I now began to consider seriously my condition, and the circumstances I was reduced to; and I drew up the state of my affairs in writing, not so much to leave them to any that were to come after me – for I was likely to have but few heirs – as to deliver my thoughts from daily poring over them, and afflicting my mind; and as my reason began now to master my despondency, I began to comfort myself as well as I could, and to set the good against the evil, that I might have something to distinguish my case from worse; and I stated very impartially, like debtor and creditor, the comforts I enjoyed against the miseries I suffered.
– Daniel Defoe, “Robinson Crusoe”
The year end lists in newspapers and blogs always leave me bemused. The ones that list top stories for the previous year always leave me feeling that I’m either living in an alternate universe or that I’ve missed everything important while preoccupied with the business of living. As for the ones that predict the coming year, they seem purest fantasy – my own included. Still, like Robinson Crusoe, I find it useful to look to my karmic accounts now and then. So, as the last hours of the year wind down, and I wait to leave for tonight’s party, here’s my accounts for the last year:
On the negative side, my mother-in-law and her sister died within a few days of each other last spring. Neither death was unexpected, since they were both in their nineties, but when you’ve known people for decades, they leave a large gap. I also lost a friendship, apparently irretreivably, although I don’t quite know why and I’m irked at my ignorance of the causes. And, most important of all, my partner’s illness continues to be chronic, with me helpless to do anything about it.
On the positive side of the ledger, I made a few new friends for the first time in a year or two, and have become marginally involved in Free Geek Vancouver, one of the worthier causes I’ve encountered recently. I’m a firm believer that volunteer work is as good for my psychological health as any advice I’m able to give might be to the recipients.
However, the largest addition to the positive side is my development as a writer. Although I dropped my efforts at fiction about May, 2007 has been by far the best year I’ve ever had for writing.
Just in terms of volume, I wrote about 245,000 words of articles on free software, or about 185 articles. I also wrote about 45,000 words for the Imperial Realms online game divided into 17 articles and about 55,000 words spread over 135 posts. That’s a total of roughly 345,000 public words alone.
By other measures, my writing year was also successful. During the year, I found new sources for my work, and I now make as much money freelancing as I ever did as a communicatins consultant (good thing, too: I’m getting too old to learn how to knot a tie again). I was interviewed four or five times over the year, either as a writer or as a subject matter expert.

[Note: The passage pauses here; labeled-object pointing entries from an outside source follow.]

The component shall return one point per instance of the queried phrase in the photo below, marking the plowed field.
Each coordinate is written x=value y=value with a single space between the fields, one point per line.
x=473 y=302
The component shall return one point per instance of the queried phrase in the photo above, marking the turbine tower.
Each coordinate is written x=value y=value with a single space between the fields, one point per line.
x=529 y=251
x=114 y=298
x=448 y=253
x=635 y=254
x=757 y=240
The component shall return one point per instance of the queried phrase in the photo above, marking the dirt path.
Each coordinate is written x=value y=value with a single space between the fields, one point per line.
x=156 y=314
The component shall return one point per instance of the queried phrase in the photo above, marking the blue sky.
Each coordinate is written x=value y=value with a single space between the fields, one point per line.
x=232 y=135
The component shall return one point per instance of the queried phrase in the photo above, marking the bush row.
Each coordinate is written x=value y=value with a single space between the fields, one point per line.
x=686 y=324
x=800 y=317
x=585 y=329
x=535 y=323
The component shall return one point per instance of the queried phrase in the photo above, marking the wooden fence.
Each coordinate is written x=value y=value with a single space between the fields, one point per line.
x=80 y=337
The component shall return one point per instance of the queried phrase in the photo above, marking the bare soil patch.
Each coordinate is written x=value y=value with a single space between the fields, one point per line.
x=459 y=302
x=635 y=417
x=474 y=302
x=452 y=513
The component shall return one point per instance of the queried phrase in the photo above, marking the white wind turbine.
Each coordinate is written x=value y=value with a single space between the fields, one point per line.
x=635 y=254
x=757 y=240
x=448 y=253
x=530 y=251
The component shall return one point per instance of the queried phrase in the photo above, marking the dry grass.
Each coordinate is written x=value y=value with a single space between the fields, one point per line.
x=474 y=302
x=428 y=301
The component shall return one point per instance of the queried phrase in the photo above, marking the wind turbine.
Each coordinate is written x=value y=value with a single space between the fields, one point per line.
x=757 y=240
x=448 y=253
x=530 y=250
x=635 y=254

I also returned to an academic project that I started years ago and abandoned. And, just as I was typing this paragraph, I received an email from a friend telling me that an article of mine had been Slashdotted, making the perfect end to the year. So, in many ways, I think that 2007 marks my first real understanding of myself as a writer.
Looking over the paragraphs above, what strikes me is the imbalance between the personal and the professional. Not that the personal was particularly awful, but it seems thoroughly overshadowed by the professional. If I were superstitious, I’d be tempted to say that there’s only so much karma to go around. Or, from a psychological perspective, perhaps I’ve been practicing the fine old Freudian tradition of sublimation.
And what do I see looking ahead? I can’t even begin to guess. But there’s a scene in T. H. White’s The Once and Future King where Lancelot says that, after an encounter, he got down on his knees and “thanked God for the adventure.” I’m not religious, but I hope that I can must the same combined sense of stoicism and adventure as I face what’s waiting for me in 2008.
Upon the whole, here was an undoubted testimony that there was scarce any condition in the world so miserable but there was something negative or something positive to be thankful for in it; and let this stand as a direction from the experience of the most miserable of all conditions in this world: that we may always find in it something to comfort ourselves from, and to set, in the description of good and evil, on the credit side of the account.